Bond holders are being hurt by low policy rates -- a Federal Reserve funds rate at zero to 0.25 percent in the U.S. -- and the increasingly negative real yields they cause as inflation accelerates, which erodes the value of fixed-payments for savers, according to Gross. This is taking place as the government reaps the gains of low rates, which reduce the cost of servicing its debt.
The difference between the yields on Treasury 10-year notes and the rate of inflation, known as the real yield, turned negative this month for the first time since the end of 2008, when Fed policy makers cut interest rates to a record low and embarked on a series of policy measures that peaked with its program of bond buying that has been dubbed quantitative easing, or QE.
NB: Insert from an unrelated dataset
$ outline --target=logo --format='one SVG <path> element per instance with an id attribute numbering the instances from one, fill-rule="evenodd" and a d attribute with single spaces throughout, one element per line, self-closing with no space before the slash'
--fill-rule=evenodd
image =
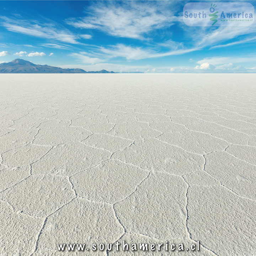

This year’s federal budget deficit is projected to reach $1.5 trillion, or 9.8 percent of gross domestic product, according to the Congressional Budget Office.
Pimco’s $240.7 billion Total Return Fund had minus 4 percent of its assets in government-related debt last month. It can have a so-called negative position by using derivatives, futures or by shorting. Shorting is borrowing and selling an asset in anticipation of making a profit by buying it back after its price has fallen.
Gross, 67, said investors should seek alternatives to U.S. bonds, including developing or emerging-market debt at higher yields denominated in non-dollar currencies. Canadian and German government debt, as well as U.S. corporate securities, are attractive alternatives, Gross reiterated today.
Earlier this month, Gross said that the firm has a short position in short-term LIBOR bank-related swaps, one component of the government related category that also comprises agency bonds, interest-rate swaps, Treasury Inflation Protected Securities, or TIPS, Treasury futures and options and corporate securities guaranteed by the Federal Deposit Insurance Corp.
Total Return Fund
Cash and equivalents, the largest component of the fund, rose to 37 percent of holdings in April from 31 percent. Mortgage bonds declined to 24 percent from 28 percent, the Newport Beach, California-based company said on its website earlier this month.
The Total Return Fund returned 7.83 percent in the past year, beating 82 percent of its peers, according to data compiled by Bloomberg. The fund gained 0.65 percent in the past month, better than about 19 percent of its competitors. Pimco is a unit of Munich-based insurer Allianz SE.